Writer's picture: Manika ShahManika Shah

You must have read or heard many times that parents’ talking has the most obvious influence over children’s language development. Ever wondered how? Let’s explore this in our today’s segment.


1. Children whose parents addressed or responded to them more in early life had larger, faster growing vocabularies and scored higher on IQ tests than children whose parents spoke fewer words to them overall.


2. Parents who talk more inevitably expose their children to great variety of words and sentences – number of different nouns, adjectives, length of their phrases and sentences, all adding and enriching their children’s linguistic progress.

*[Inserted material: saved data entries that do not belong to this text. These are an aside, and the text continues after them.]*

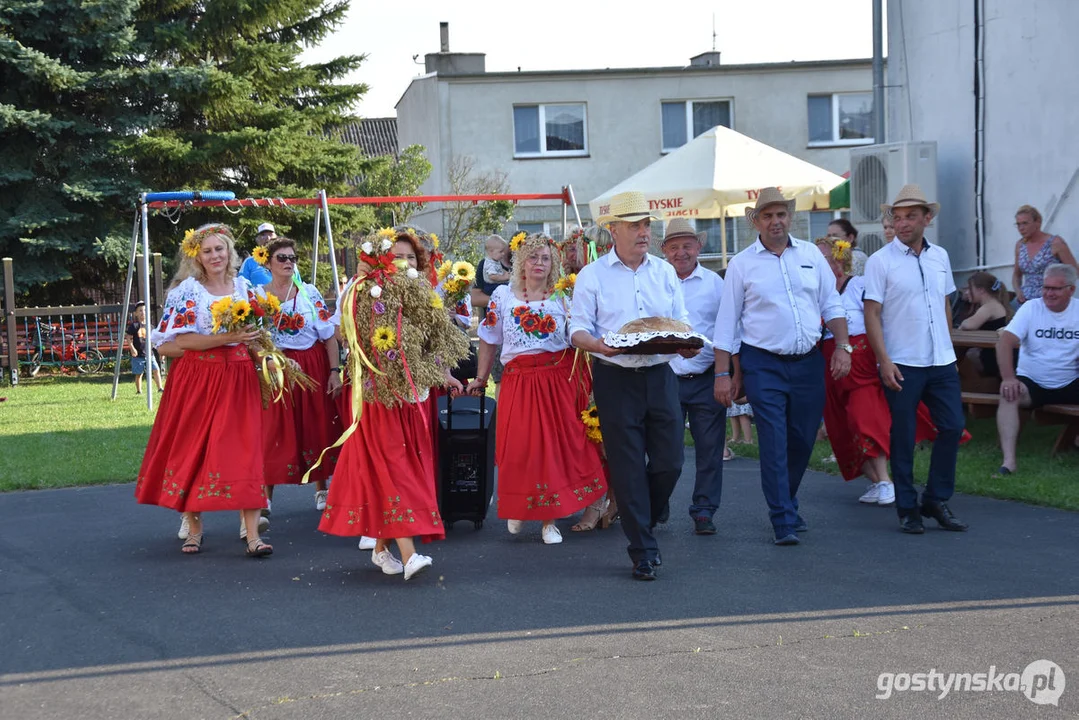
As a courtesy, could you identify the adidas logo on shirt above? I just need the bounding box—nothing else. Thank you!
[1033,328,1079,339]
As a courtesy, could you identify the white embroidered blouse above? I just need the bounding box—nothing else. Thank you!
[151,276,256,347]
[265,282,336,350]
[477,285,571,364]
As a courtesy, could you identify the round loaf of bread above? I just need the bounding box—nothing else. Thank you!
[616,317,693,334]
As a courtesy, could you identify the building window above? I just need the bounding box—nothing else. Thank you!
[661,100,732,152]
[695,218,739,256]
[807,93,873,146]
[513,104,587,158]
[515,222,565,241]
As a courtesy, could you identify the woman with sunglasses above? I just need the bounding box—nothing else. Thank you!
[260,238,343,513]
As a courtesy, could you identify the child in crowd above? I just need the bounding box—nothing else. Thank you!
[125,302,163,394]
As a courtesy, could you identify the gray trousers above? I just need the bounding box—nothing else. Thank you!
[592,360,684,564]
[678,372,726,519]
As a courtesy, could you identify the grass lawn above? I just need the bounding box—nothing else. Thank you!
[2,377,1077,512]
[703,415,1079,512]
[0,374,159,491]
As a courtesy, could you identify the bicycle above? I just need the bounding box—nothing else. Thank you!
[28,321,106,376]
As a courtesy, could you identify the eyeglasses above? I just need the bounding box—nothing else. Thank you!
[1041,284,1073,292]
[275,254,298,264]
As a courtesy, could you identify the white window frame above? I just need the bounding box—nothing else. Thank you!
[696,217,742,258]
[513,103,588,159]
[660,98,734,154]
[807,92,874,147]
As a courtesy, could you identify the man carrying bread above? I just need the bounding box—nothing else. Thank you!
[713,187,851,546]
[570,190,698,581]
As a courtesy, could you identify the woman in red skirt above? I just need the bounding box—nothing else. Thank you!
[135,223,272,557]
[260,237,342,511]
[816,238,971,505]
[317,229,469,581]
[466,233,607,544]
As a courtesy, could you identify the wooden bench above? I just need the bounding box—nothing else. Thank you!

3. Another major aspect of parental language having a deep impact on children’s language is the amount of positive versus negative feedback children hear. Toddlers or preschoolers who heard large proportion of no, don’t, stop it and similar prohibitions had poorer language skills. Of course, parents of toddlers cannot avoid all prohibitions, but those who kept their negative response to a minimum, instead emphasising more on positive responses, affirmations, fostered better language development.


4. Last but not least, children whose parents spoke more to them during the first three years continue to excel at various language skills including, reading, spellings, speaking and listening abilities.


So even after children enter school when their parents cease to be the sole influence over their cognitive development, their early language exposure has its impact on their language achievement.